CVE-2024-0237: 
WordPress vulnerability analysis and mitigation

The EventON WordPress plugin through version 4.5.8 and EventON WordPress plugin before version 2.2.7 contain a missing authorization vulnerability (CVE-2024-0237). The vulnerability was discovered and disclosed on January 10, 2024, affecting the EventON plugin for WordPress content management system. The issue impacts both the free and premium versions of the plugin (WPScan Advisory).

The vulnerability stems from missing authorization checks in certain AJAX actions within the plugin. This security flaw allows unauthenticated users to update virtual events settings, including sensitive information such as meeting URLs, moderator details, and access credentials. The vulnerability has been assigned a CVSS v3.1 base score of 5.3 (Medium) and is classified as CWE-862 (Missing Authorization) (NVD).

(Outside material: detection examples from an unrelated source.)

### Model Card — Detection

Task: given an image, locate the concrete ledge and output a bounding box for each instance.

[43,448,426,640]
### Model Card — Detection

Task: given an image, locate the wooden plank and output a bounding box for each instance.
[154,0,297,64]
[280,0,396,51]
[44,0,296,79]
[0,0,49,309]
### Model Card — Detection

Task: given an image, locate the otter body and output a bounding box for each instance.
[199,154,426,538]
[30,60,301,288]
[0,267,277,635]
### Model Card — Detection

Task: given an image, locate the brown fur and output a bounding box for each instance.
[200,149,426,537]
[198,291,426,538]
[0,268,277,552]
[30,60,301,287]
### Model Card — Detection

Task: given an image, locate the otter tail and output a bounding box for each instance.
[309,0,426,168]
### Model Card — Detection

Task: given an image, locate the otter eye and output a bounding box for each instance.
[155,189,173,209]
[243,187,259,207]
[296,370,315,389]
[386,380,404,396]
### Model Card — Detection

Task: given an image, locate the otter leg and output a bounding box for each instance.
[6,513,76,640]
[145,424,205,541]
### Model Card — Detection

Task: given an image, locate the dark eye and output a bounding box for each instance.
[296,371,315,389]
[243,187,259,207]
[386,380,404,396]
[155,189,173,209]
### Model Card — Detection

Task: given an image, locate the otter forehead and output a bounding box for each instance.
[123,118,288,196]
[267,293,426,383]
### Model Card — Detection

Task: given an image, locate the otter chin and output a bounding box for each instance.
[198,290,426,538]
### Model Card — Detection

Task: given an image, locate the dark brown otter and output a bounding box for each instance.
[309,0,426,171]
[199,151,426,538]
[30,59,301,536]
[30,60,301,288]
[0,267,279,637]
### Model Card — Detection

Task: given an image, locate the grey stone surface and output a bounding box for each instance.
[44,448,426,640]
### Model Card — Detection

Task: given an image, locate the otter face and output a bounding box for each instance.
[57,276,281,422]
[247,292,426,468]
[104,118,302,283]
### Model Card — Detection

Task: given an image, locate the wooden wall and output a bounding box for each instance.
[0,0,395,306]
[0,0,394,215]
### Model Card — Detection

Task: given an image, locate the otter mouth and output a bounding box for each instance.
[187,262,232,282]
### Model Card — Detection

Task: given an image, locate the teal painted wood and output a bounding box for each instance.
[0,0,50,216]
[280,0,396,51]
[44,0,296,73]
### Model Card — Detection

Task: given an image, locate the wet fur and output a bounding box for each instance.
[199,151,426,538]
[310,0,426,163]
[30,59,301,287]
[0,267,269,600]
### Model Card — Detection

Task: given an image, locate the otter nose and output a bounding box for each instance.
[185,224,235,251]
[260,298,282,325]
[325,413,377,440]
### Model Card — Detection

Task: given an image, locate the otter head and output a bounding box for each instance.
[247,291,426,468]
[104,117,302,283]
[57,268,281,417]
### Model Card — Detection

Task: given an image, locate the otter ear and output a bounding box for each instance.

If exploited, this vulnerability allows unauthorized users to modify virtual event settings without authentication. Attackers can alter meeting URLs, change moderator assignments, and modify access details for virtual events. This could lead to unauthorized access to virtual events and potential disruption of scheduled online meetings (WPScan Advisory).

The vulnerability has been patched in EventON version 4.5.9 for the premium plugin and version 2.2.9 for the free version. Users are strongly advised to update to these versions or later. While version 4.5.8 added capability and CSRF checks, the nonce verification was flawed, still allowing the issue to be exploited via CSRF (WPScan Advisory).